Consider your pain tolerance. Even ticklish individuals find that rib cage tattoos are no laughing matter. Although some say their rib tattoos didn't hurt any more than tattoos in other areas, a majority of people will tell you that it's a lot more uncomfortable.
Decide on placement. The rib cage area offers a pretty large canvas to work with allowing you ample room for larger pieces. Many people will choose to place a design on just one side of their body, but you can also choose something that covers both sides or even incorporate a back piece that works its way around to the ribs on one or both sides.
Choose a design. Because you're not limited on space, you can choose detailed pieces that need to be larger for the best effect. Placement may be affected somewhat by the specific design you choose since your tattoo artist will want the piece to flow with your natural curves and valleys, but actual design choices are fairly unlimited.

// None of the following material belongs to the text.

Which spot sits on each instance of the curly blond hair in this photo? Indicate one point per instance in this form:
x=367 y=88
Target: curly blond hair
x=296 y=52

Get into position. A lot of tattoo artists will lay you down to ink your rib cage tattoo, especially if it's a pretty large piece so you and he will be more comfortable throughout the process. But, he should put your stencil on while you're standing to ensure it'll look right in your body's normal position.
Don't flinch. Get prepared for a painful experience and be prepared to sit still no matter what. Any time you flinch even slightly, you take the chance that your tattoo artist will make a mistake within your design that he may or may not be able to fix.
Don't hold your breath. Remember to keep breathing no matter how much it hurts or else you could find yourself getting really lightheaded and possibly even wind up fainting. Take slow, even breaths and if you do start to feel somewhat woozy, ask your tattoo artist for a break.
Take a break if the pain is beginning to get unbearable or you're having a hard time not flinching or fidgeting. Tattoo artists are used to clients needing breaks at different intervals and it's not unusual to need one or even several breaks during a rib cage tattoo.
Finish it in sessions. Nobody says you have to finish you're entire rib cage tattoo in one session, especially if it's a large or intricate piece. As long as you can make it through the all important outline, then you can quit whenever you feel you've had enough.